By 1839, 28 free men and 18 government-assigned male convicts had gone to work for Dulhunty on Dubbo station. Dulhunty"s reputation among the working men of the region was that of a fine bushman, a firm but fair-minded boss and an extremely able landed proprietor. Unlike some other squatters of this era, he rarely had his convict labourers flogged by their overseers when they transgressed.

Dulhunty reached the zenith of his wealth in 1839–1840, when he is listed as the owner of half-a-dozen big grazing properties throughout NSW. Unfortunately, however, a severe economic depression struck the colony in the early 1840s, costing him a significant amount of money and forcing him to shed numerous assets. This crisis lasted for several years.

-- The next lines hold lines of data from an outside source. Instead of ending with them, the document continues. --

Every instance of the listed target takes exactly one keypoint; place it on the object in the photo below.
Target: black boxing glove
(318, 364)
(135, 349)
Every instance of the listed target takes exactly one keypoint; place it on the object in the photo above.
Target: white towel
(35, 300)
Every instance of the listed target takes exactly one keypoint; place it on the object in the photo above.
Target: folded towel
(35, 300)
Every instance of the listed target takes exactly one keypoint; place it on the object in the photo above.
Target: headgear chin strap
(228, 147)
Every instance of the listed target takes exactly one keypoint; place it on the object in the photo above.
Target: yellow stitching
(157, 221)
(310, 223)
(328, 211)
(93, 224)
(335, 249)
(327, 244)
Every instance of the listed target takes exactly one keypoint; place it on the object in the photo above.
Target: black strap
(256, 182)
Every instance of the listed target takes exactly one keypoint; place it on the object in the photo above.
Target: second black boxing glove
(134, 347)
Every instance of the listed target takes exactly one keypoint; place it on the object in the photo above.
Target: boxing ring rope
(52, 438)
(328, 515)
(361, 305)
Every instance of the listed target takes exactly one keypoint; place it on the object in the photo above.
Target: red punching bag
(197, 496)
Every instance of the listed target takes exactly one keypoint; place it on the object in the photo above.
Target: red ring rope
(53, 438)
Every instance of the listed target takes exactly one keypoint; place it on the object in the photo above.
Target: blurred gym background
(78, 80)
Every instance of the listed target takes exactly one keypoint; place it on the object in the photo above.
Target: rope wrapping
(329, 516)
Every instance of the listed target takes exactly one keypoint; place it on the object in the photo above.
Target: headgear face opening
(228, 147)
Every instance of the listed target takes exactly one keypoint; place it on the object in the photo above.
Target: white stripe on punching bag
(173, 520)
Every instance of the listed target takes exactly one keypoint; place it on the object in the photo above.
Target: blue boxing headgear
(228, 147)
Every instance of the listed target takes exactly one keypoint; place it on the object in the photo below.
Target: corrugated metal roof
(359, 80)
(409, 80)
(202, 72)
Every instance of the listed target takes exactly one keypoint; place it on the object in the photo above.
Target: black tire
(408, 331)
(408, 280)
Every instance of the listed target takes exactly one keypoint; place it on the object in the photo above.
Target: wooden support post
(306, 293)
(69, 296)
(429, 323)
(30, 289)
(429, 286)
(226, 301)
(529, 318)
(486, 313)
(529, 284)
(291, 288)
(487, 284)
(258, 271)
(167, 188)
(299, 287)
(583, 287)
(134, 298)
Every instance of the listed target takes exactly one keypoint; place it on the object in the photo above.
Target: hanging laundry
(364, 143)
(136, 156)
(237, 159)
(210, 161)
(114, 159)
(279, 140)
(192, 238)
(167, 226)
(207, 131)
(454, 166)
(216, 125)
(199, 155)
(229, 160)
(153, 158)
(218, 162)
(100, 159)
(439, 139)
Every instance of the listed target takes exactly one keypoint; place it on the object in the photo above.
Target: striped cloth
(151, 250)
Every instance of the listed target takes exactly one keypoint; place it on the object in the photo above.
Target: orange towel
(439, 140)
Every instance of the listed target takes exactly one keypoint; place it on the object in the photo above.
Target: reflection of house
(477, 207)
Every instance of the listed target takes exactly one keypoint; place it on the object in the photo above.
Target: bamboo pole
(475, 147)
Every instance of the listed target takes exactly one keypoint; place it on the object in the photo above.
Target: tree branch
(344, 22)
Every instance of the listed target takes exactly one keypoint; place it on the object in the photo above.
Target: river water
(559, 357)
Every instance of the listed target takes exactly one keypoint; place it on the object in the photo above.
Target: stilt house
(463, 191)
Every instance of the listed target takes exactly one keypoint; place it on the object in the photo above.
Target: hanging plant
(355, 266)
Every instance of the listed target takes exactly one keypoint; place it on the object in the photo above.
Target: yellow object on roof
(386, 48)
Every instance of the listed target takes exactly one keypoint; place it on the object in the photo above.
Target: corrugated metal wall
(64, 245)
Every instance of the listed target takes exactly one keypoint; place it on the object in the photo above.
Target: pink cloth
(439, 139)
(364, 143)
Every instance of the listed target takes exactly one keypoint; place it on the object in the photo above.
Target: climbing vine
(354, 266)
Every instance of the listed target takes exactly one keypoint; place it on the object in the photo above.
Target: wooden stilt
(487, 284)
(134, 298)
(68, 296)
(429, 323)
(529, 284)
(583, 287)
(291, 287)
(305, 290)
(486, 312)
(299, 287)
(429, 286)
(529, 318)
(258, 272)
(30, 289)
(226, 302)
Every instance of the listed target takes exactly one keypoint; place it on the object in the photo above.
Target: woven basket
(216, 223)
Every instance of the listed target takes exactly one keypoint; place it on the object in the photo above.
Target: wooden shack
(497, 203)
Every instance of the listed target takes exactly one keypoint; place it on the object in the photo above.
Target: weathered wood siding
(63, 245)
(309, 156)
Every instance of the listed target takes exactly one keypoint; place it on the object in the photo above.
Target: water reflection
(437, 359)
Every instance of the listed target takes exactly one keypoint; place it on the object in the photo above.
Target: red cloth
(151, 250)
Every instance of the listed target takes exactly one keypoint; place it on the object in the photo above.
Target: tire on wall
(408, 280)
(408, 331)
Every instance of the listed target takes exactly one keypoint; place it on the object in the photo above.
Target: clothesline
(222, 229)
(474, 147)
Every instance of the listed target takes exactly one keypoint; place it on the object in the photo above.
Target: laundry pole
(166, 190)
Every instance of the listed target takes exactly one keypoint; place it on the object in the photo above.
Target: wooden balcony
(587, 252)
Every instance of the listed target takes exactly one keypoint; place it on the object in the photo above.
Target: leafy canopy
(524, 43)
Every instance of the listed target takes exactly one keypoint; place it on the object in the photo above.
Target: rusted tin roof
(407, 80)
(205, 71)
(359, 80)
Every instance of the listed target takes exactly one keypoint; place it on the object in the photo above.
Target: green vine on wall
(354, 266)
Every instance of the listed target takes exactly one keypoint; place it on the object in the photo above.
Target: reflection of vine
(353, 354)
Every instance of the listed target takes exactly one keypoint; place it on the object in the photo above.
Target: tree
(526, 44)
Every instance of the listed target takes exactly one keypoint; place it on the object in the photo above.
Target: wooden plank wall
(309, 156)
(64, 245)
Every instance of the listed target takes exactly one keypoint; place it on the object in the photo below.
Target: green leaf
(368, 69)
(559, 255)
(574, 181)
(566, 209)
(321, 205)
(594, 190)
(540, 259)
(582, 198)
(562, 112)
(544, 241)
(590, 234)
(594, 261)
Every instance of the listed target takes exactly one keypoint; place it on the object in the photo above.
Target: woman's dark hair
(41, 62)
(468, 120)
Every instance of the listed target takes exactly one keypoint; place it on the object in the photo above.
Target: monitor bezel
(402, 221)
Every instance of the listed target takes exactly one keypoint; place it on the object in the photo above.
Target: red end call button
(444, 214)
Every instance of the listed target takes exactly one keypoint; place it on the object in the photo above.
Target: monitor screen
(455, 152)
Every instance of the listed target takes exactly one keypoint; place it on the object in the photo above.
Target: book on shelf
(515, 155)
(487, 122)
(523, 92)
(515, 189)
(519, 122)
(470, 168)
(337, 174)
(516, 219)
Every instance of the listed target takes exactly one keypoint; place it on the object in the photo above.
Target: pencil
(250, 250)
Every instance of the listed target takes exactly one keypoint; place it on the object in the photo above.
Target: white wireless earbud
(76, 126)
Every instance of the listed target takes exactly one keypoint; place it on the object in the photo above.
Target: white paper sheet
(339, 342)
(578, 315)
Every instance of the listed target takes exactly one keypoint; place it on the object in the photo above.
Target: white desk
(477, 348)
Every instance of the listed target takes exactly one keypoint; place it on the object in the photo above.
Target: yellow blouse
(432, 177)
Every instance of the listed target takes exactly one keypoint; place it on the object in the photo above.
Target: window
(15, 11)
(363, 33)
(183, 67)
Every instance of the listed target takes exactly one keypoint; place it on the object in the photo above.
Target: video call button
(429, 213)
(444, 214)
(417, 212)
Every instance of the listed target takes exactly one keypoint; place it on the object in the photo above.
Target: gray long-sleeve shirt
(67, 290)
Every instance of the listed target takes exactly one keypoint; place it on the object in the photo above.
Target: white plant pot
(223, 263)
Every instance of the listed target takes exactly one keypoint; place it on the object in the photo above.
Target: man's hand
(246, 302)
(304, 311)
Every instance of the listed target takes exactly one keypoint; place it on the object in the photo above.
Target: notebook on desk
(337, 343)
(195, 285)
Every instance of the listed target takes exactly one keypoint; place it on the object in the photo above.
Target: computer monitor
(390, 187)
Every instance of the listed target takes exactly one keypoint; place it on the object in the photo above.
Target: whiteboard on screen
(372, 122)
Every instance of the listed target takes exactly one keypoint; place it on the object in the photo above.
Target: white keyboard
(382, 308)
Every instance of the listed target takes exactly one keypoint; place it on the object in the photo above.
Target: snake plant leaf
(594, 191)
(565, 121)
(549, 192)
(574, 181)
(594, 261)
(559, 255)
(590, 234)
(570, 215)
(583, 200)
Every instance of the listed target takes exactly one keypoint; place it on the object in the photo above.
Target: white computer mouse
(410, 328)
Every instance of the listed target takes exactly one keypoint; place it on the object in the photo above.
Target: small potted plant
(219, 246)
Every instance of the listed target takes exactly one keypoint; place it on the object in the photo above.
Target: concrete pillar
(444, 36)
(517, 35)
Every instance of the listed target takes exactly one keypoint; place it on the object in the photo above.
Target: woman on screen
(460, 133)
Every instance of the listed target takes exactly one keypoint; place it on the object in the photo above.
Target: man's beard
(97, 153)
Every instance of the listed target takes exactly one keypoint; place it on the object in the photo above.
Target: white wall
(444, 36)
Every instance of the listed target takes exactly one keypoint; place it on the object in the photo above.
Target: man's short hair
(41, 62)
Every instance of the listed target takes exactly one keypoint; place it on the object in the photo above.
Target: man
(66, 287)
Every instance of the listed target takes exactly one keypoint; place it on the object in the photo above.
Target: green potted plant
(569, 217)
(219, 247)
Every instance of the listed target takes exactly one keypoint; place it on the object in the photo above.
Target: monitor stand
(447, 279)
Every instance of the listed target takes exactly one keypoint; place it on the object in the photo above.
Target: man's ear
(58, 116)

He survived it but many of his coevals in NSW did not, as wool prices fell, banks failed, investment schemes collapsed and bankruptcies soared.

Just before the depression hit, Dulhunty had erected a large, brick and timber homestead at Dubbo Station. Claremont, however, would remain his headquarters until 1847, in which year he decided to move permanently to Dubbo with his wife and children. This relocation proved to be an arduous logistical exercise for the Dulhuntys, who had to transport dray-loads of furniture and other belongings across rough mountain roads and along rutted bush tracks in sometimes hostile weather conditions.

In 1849, a village was laid out at Dubbo and gazetted as a residential and commercial settlement. Henceforth, Dulhunty's landed estate, situated nearby, would become known as "Old Dubbo". The following year, convict transportation to NSW ceased, while the discovery of gold in NSW and Victoria during the early 1850s would transform the hitherto agricultural-based economies of these two neighbouring colonies and help attract free immigrants to Australia in unprecedented numbers.

==Death ==
Robert Venour Dulhunty died on Friday, 30 December 1853, after suffering for three days from an illness that is not identified on his death certificate. His brick-lined grave lies in the Dubbo Pioneers' Cemetery, which is situated on former Dulhunty land amidst a patchwork of paddocks and enclaves of bush. He was aged only 51 at the time of his passing.

His widow Eliza fought a resolute but ultimately losing battle to hold together the Dulhunty's sprawling rural kingdom in the face of droughts, floods, outbreaks of livestock diseases, harsh bank foreclosures and various other setbacks – and all the while being saddled with the additional responsibility of raising a large tribe of children to maturity. Those who knew her said she never lost her vibrant sense of humour, cultivated manners or deep interest in music and literature, no matter how serious the latest problem besetting her.

Mrs Dulhunty never remarried. During the 1870s, she lived with one of her sons, Hubert Dulhunty, on a small rural property near Wellington, New South Wales. Later, when she grew frail with age and was handicapped by deteriorating eyesight, she moved to the town of Bathurst. Here she was looked after by another of her sons – John, a commission agent.

Mrs Dulhunty died at Bathurst Hospital on 13 February 1892, having outlived her husband "Bob" by almost 40 years. The "Bulletin" magazine, which was read widely by people in rural areas, published a brief but sympathetic obituary when informed of her death. She is buried in Old Bathurst Cemetery. Her headstone is still extant and photographs of her exist. Regrettably, no image of Robert Venour Dulhunty has been traced.